2009-01-22 Thread Martin Burnicki
Phreon,

phr...@gmail.com wrote:
 On Jan 22, 8:57 am, Martin Burnicki martin.burni...@meinberg.de
 wrote:
[...]
 And yes, the refid of a refclock can be set in ntp.conf, e.g.:

 server 172.127.8.0 mode 2# sets the refid to DCFa
 fudge 172.127.8.0 refid STC  # changes the refid to STC  ;-)
 
 So other than using ntptrace to see if the refclock is reported as an
 upstream server (an unlikely stratum 0) or something else, there's
 really no way to know what the heck it  is in reality. 

Right. However, there are institutes like the German PTB (www.ptb.de) who
are operating their own public NTP servers and have fudged their refid to
PTB.
 
 I can't say 
 that idea gives me a warm, fuzzy feeling. Correct me if I'm wrong, but
 my non-caffeinated brain is telling me someone driven by a budget
 could set up a server using nothing but it's LCL clock as a source but
 fudge the ID to be something else.

If the server is operated by a trusted intitution then this is OK. 

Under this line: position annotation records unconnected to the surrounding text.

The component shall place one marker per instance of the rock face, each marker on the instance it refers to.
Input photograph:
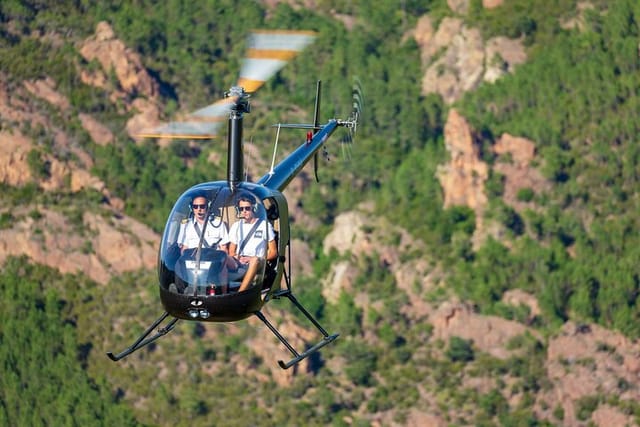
(457, 59)
(464, 176)
(111, 246)
(133, 79)
(94, 245)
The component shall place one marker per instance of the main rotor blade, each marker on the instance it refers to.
(269, 51)
(218, 110)
(183, 130)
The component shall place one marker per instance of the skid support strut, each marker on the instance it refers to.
(141, 342)
(297, 357)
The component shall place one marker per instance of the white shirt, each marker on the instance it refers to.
(256, 244)
(215, 234)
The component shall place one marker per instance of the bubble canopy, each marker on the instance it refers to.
(194, 255)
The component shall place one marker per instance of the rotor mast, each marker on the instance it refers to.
(235, 160)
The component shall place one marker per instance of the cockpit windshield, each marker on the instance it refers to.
(215, 242)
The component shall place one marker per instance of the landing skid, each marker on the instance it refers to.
(297, 357)
(141, 342)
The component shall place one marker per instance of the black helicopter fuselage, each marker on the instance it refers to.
(193, 285)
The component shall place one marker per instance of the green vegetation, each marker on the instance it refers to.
(574, 247)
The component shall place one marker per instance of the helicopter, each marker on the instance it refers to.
(199, 282)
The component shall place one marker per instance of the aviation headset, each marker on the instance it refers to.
(199, 196)
(246, 198)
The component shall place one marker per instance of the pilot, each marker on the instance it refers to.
(215, 231)
(251, 240)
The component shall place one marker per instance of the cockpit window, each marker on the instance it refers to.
(215, 242)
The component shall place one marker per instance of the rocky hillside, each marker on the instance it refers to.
(584, 368)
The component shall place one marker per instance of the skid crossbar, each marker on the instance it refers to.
(141, 342)
(297, 357)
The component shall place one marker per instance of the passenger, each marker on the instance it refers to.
(216, 235)
(251, 239)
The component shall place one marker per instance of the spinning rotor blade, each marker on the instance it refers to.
(269, 51)
(201, 124)
(183, 130)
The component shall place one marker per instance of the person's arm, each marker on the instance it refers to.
(272, 250)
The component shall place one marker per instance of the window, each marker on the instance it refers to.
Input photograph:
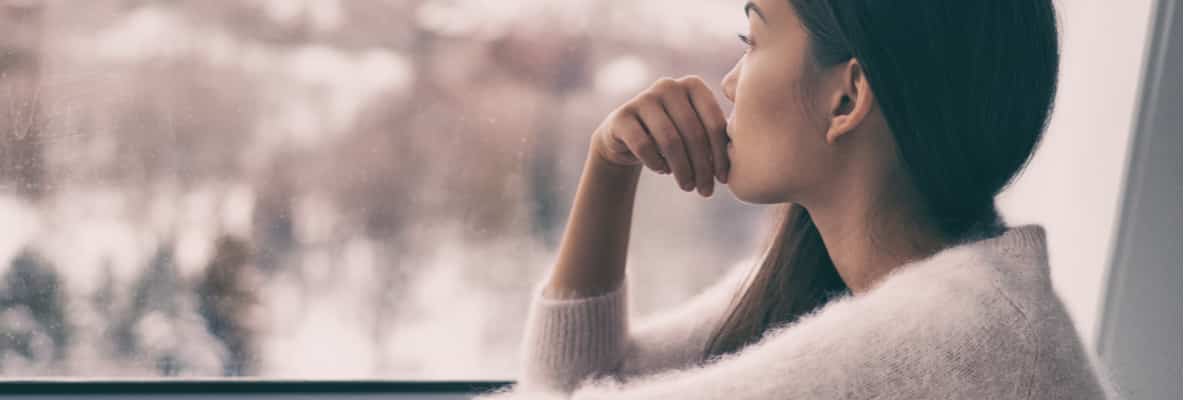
(368, 189)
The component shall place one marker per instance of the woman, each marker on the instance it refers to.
(885, 129)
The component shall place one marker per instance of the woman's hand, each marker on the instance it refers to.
(674, 126)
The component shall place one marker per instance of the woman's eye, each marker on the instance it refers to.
(746, 40)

If the server belongs to the public pool servers then a large offset will be
noticed and the server removed from the pool.

Using some server on the internet without knowing who operates them is not
good policy, and you're on your own risk. Anyway, if you'd configure
several upstream servers then a freewheeling stratum 1 should automatically
be detected and discarded.

 On an isolated network, there'd be 
 no way to detect this (assuming for this academic argument you don't
 wear a reasonably accurate watch). I can imagine a group of such
 servers peering with each other endlessly hunting around themselves.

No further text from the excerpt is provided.